A Family History Book That Reads Like a Thriller

Excerpted from lifeinhighres.com

Michael Simon is President and CEO of Harry Fox Agency, the nation’s leading  provider of rights management solutions for the music industry. He is also a dogged researcher who left no stone unturned to pull together the family histories of his in-laws, David and Lili Khabie, Syrian Jews who first emigrated to Beirut, Lebanon, before making their way to the United States. Theirs was a long and winding road that included numerous twists and turns.

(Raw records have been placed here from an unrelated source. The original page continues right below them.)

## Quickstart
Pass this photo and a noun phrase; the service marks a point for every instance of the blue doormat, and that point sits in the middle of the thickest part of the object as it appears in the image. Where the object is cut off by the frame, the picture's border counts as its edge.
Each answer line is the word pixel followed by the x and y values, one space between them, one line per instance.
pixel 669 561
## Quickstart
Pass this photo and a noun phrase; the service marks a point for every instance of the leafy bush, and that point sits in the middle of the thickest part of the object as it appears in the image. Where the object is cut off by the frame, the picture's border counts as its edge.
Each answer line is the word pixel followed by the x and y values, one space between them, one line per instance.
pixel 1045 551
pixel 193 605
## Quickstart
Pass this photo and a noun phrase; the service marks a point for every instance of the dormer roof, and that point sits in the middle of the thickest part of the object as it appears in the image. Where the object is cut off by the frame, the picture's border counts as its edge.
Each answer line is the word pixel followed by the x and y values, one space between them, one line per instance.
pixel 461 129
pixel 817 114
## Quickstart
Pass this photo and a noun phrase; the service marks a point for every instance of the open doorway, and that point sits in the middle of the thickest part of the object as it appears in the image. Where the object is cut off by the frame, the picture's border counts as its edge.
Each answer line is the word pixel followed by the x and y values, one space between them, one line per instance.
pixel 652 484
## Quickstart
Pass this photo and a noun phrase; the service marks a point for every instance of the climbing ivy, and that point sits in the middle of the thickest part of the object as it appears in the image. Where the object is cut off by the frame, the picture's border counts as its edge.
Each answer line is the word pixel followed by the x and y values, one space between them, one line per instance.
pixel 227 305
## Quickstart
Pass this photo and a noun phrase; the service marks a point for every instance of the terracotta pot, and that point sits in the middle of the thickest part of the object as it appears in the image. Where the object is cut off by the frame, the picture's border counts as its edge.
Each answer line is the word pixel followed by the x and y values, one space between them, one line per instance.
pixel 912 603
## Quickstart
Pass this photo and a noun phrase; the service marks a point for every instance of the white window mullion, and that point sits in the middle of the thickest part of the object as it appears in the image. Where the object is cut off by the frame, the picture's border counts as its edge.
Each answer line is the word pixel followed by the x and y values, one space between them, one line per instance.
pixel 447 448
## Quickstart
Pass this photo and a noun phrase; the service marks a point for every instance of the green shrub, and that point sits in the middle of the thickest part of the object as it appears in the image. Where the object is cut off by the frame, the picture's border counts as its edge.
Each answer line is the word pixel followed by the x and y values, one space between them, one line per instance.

David’s family left Syria when he was six years old, and he tried to escape Beirut several times beginning in 1962. On one such occasion when he was 21-years old, he was part of a group of young men who planned to make it to Israel on a rubber raft in the middle of the night. They were forced to abandon the effort at the last minute when they heard Lebanese soldiers talking on the beach. The next morning he had to explain the farewell note he left for his parents to the authorities.

After the Six Day War in 1967, it was a particularly dangerous time to be a Jew living in an Arab country. Newly married, David tried to emigrate to America only to have his hopes inexplicably dashed by the U.S. embassy over and over. Without knowing English, he somehow managed to secure a sponsor in Minneapolis, MN, who offered him a job and he was finally able to bring his wife and year-old son to America.

Michael began documenting this dramatic story in 1998 with a series of taped interviews, not all of which were recorded but provided leads to documents that he needed to chase down. Though he had originally intended to distill the messy narrative into a crisp timeline, he eventually realized he had to let the interviews and original documents speak for themselves, and decided to turn the wealth of material he had gathered into a book that could be given to every member of the family.

Together with the art direction, the paper stock gives the interior an aged look that suggest the pages are original documents rather than digital images of them. The book also has a couple of special features: One of the leaves has a fold-out page that accommodates a very detailed illustrated family tree, and there are pages in the back that hold four CDs of Simon’s taped interviews of his in-laws so future generations of the family could hear them tell their story in their own words.

We designed the book cover, the images in the book, the page layout, the images on the CDs and the family tree.

The first print run of 50 copies was reserved for family and close friends, but Michael is thinking of providing copies to the Museum of Jewish Heritage and other similar institutions.